Monday, July 27, 2015

Electricity Substation 210, Coorparoo

Electricity is one of those ubiquitous utilities that we just expect to be available 24/7. Lucky us - there are many places in the world where this is not the case.

Apart from the very occasional blackout, usually the result of an electrical storm (of which there are many in a Brisbane summer), most of us just take the service for granted. Of course it wasn't always so - electricity came slowly and intermittently to Brisbane street lights and houses. The tram service also became a reason for electric power to be expanded from its central city beginnings.

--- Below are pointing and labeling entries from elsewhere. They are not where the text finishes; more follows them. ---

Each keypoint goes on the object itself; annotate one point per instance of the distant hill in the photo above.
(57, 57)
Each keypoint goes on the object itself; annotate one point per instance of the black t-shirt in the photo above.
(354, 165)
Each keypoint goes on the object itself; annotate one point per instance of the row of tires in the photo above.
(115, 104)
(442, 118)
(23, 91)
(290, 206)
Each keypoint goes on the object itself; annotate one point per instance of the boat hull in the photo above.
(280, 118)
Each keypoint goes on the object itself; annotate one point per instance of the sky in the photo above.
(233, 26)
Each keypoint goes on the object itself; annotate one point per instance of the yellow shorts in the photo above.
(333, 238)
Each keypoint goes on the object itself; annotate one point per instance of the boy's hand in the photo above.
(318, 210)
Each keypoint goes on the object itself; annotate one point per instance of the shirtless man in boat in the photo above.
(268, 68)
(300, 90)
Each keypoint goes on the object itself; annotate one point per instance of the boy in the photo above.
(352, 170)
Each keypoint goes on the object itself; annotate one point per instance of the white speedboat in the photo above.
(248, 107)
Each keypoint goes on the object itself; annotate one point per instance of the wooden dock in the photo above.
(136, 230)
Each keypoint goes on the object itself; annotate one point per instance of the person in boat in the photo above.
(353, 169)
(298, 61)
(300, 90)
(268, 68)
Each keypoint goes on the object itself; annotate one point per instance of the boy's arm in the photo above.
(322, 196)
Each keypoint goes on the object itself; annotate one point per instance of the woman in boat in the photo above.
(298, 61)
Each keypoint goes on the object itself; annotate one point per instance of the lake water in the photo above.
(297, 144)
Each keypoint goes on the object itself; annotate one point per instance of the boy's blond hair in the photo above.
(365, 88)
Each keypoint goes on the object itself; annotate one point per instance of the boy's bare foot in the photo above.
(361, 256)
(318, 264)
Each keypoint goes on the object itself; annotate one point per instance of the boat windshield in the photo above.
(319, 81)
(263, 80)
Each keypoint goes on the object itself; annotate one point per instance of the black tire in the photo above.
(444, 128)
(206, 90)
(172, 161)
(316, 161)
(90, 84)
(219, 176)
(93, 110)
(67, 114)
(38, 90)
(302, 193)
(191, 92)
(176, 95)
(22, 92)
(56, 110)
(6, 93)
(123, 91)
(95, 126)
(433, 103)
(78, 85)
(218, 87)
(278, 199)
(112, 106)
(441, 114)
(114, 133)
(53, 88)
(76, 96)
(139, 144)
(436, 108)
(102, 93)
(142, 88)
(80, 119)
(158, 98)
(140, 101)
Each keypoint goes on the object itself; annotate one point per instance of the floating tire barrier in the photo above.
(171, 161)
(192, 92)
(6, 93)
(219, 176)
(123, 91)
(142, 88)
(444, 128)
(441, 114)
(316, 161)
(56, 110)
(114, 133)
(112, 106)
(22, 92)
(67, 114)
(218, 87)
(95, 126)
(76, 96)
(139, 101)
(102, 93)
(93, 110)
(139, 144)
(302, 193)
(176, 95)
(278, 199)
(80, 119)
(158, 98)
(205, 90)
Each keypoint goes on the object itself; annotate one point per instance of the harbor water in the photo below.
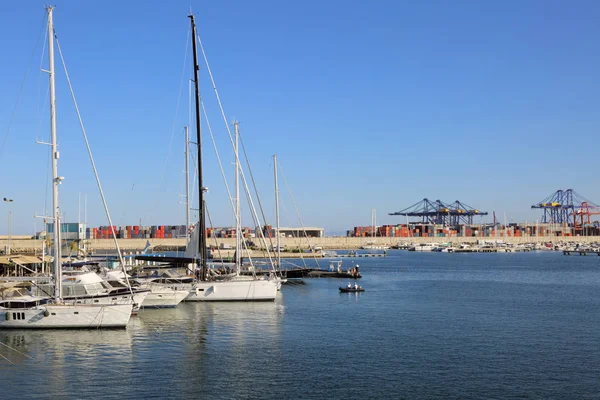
(429, 325)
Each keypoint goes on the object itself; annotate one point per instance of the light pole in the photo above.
(7, 200)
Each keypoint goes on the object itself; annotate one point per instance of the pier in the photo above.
(581, 252)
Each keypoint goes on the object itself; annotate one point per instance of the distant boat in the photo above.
(423, 247)
(351, 289)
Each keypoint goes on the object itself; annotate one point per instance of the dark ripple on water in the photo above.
(504, 326)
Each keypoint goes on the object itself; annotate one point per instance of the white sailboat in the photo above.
(236, 287)
(25, 311)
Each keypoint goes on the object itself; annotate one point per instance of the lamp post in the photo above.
(7, 200)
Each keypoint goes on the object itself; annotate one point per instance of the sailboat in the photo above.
(372, 245)
(25, 311)
(236, 287)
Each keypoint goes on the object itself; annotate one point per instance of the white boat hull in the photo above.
(234, 290)
(138, 299)
(164, 298)
(65, 316)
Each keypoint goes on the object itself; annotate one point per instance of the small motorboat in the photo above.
(352, 289)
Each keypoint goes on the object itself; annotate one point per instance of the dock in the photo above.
(349, 255)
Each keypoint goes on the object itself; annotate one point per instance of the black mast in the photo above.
(201, 220)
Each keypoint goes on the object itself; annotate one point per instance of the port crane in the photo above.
(440, 213)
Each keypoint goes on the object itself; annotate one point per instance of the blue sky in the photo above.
(367, 105)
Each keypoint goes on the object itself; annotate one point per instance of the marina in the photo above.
(410, 310)
(214, 274)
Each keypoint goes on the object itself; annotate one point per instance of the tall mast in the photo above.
(201, 206)
(55, 178)
(187, 186)
(277, 211)
(238, 217)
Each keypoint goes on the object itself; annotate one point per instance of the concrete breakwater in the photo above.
(326, 243)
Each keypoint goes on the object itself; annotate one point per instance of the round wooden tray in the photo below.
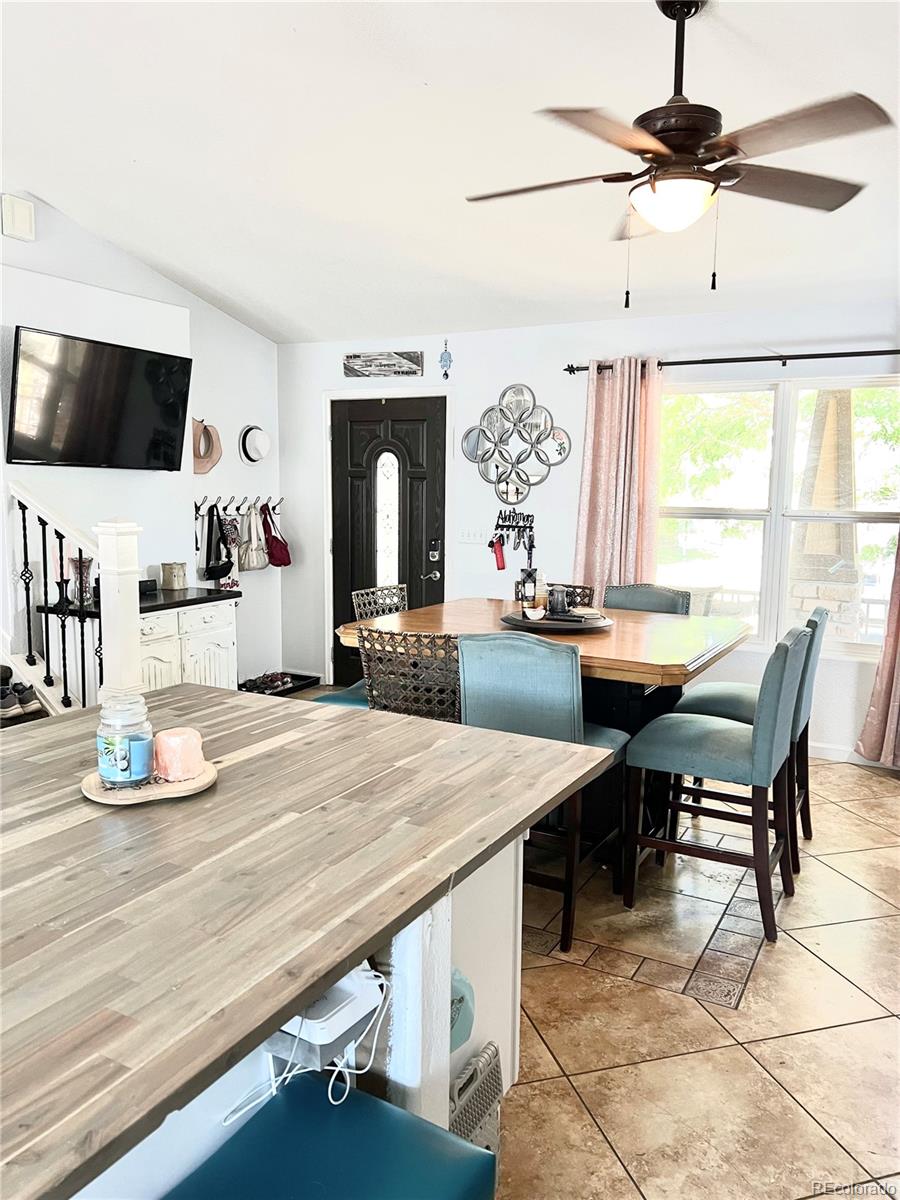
(549, 625)
(94, 789)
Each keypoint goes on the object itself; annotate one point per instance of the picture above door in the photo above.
(388, 466)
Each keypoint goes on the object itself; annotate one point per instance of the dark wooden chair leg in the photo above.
(803, 781)
(573, 855)
(618, 873)
(792, 819)
(785, 819)
(760, 817)
(634, 815)
(669, 789)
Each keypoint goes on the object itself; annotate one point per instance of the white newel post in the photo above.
(119, 607)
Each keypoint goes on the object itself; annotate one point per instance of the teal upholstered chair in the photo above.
(526, 684)
(738, 701)
(681, 744)
(367, 603)
(647, 598)
(299, 1146)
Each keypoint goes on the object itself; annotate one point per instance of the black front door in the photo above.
(388, 504)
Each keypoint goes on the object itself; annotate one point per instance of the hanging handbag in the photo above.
(275, 545)
(219, 556)
(251, 552)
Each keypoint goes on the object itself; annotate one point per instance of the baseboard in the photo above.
(829, 751)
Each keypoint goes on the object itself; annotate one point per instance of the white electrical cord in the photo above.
(262, 1091)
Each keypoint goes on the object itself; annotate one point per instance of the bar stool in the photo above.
(738, 701)
(367, 603)
(299, 1146)
(647, 598)
(525, 684)
(711, 747)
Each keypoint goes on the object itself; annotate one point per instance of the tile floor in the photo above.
(673, 1055)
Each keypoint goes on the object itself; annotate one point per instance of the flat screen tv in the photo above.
(82, 403)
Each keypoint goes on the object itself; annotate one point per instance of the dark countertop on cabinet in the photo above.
(159, 601)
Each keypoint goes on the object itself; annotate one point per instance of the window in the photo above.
(777, 498)
(387, 519)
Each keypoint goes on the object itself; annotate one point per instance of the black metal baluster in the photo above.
(63, 613)
(27, 576)
(81, 625)
(99, 648)
(48, 677)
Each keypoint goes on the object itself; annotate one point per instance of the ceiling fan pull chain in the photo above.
(715, 247)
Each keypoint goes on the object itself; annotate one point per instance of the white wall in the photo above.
(484, 363)
(71, 282)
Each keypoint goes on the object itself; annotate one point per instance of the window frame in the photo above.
(779, 517)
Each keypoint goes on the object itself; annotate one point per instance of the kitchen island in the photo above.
(147, 949)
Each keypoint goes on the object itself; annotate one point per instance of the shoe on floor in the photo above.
(10, 705)
(27, 697)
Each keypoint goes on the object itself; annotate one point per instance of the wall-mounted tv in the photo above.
(82, 403)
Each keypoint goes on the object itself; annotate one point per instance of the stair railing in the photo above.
(77, 660)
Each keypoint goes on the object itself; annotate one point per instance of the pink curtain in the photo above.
(880, 739)
(617, 509)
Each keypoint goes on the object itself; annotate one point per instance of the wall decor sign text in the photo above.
(383, 363)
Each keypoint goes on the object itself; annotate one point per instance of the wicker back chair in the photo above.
(417, 675)
(576, 593)
(379, 601)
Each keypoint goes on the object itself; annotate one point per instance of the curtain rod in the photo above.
(784, 359)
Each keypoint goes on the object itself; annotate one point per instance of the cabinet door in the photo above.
(210, 659)
(161, 664)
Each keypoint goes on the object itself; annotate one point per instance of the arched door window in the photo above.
(387, 519)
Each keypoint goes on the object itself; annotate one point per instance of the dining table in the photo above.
(148, 948)
(633, 670)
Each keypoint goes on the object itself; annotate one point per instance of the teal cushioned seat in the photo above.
(695, 744)
(712, 747)
(647, 598)
(737, 701)
(351, 697)
(520, 683)
(733, 701)
(301, 1147)
(606, 738)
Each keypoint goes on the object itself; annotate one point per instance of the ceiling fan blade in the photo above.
(795, 187)
(599, 124)
(817, 123)
(621, 177)
(640, 228)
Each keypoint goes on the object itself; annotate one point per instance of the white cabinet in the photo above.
(209, 659)
(192, 645)
(161, 663)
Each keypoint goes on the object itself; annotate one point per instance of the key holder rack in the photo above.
(515, 529)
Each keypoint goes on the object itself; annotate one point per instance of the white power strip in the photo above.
(347, 1002)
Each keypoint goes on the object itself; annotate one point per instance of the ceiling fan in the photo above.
(688, 159)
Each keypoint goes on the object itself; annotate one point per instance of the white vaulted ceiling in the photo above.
(304, 166)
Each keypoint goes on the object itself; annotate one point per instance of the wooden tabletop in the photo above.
(147, 949)
(641, 647)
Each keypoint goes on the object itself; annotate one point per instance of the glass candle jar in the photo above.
(125, 742)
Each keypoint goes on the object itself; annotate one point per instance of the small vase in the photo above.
(82, 582)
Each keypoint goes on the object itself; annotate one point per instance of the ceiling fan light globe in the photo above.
(672, 204)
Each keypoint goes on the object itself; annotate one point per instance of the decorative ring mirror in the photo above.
(515, 444)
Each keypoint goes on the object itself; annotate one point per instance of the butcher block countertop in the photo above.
(147, 949)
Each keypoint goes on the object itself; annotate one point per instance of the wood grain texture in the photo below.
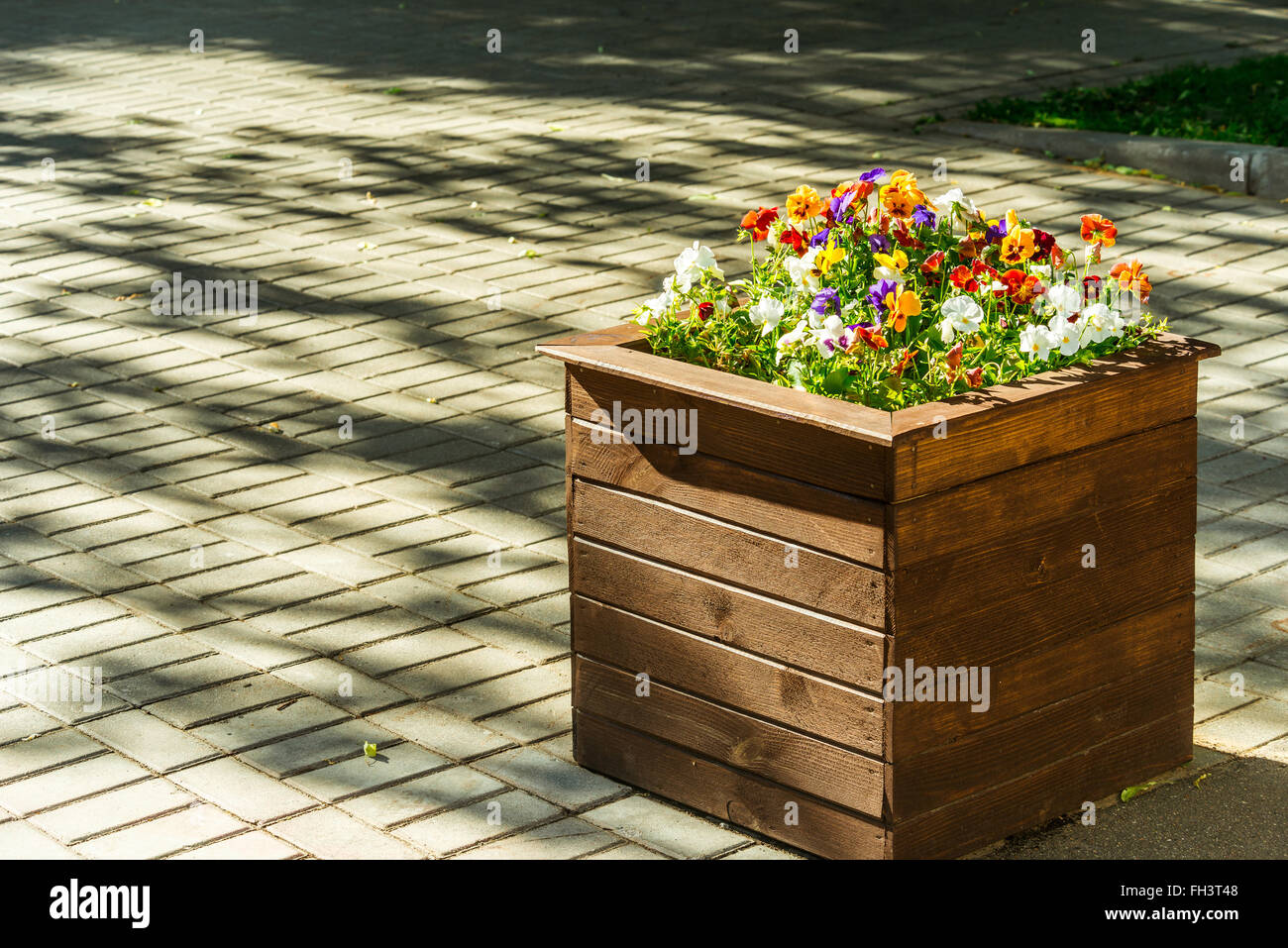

Brisbane's first street lights were operational in 1882 as the result of steam power generated by a steam engine provided by JW Sutton & Co in Adelaide St. Then in 1888 another company, Barton & White, constructed a powerhouse in Edison Lane at the rear of the GPO.

Electric trams came into service in 1897, and powering these vehicles meant the construction of new and bigger powerhouses. From these infant steps evolved the efficient electricity service we take for granted today.

Over Coorparoo way is an electricity substation that is actually listed on Queensland's heritage register, and deservedly so too. It is this Spanish Mission designed structure built in 1930 to plans by Reyburn Jameson, BCC assistant architect of the time. 
(from Courier-Mail 12 May 1930 via

Here are a couple of photographs of it.
(Photo: Heritage Branch staff, Queensland Government)

(Photo: © 2015 the foto fanatic)

The substation is situated on Main Ave near the bowls club. It hasn't operated since 1977 or thereabouts as larger, more modern substations have taken over the ever increasing load. Fortunately for us it has been preserved as a remnant of a time when public utilities could be beautiful as well as practical.